La transformation de l'attitude envers la santé et la sécurité dans les entreprises modernes nécessite de passer d'une gestion directive à la création d'une culture de sécurité durable. Lorsque le respect des règles devient non seulement une exigence réglementaire, mais un besoin interne de chaque employé, l'entreprise obtient une réelle réduction des accidents. Lors du webinaire, Pavel Mitrokhin, responsable HSE chez Oriflame (usine Cetes Cosmetics), analyse en détail les étapes pratiques pour impliquer le personnel dans les questions de sécurité industrielle.
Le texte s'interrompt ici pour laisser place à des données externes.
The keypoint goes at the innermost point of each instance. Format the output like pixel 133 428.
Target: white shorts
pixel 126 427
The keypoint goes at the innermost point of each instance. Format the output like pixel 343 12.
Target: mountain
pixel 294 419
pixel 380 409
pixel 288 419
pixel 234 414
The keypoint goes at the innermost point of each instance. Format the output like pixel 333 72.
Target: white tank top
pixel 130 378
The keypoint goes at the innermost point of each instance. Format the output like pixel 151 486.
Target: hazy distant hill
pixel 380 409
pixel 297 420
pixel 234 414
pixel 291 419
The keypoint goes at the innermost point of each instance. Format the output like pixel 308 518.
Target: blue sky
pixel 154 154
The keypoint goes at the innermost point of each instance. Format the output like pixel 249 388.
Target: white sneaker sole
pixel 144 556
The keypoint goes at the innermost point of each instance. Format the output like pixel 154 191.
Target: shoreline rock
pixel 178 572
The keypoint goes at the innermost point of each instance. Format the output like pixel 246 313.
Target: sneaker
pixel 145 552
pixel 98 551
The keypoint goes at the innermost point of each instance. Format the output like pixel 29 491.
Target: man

La présentation souligne qu'une stratégie réussie repose sur deux éléments d'égale importance : l'activité (connaissances et compétences professionnelles) et la personnalité (valeurs et motivations internes). Si un employé possède les qualifications nécessaires, mais que ses convictions personnelles diffèrent des principes de travail en toute sécurité, le système échoue. L'intervenant montre, à l'exemple de son entreprise, à quel point il est important de faire de la sécurité une priorité réelle et non déclarée, en soutenant les paroles de la direction par des actions concrètes et des investissements dans l'amélioration des conditions de travail.
Pour modifier les modèles de comportement des employés, une combinaison de deux types de motivation est utilisée : « vers » (recherche d'un résultat positif) et « loin de » (évitement des conséquences négatives).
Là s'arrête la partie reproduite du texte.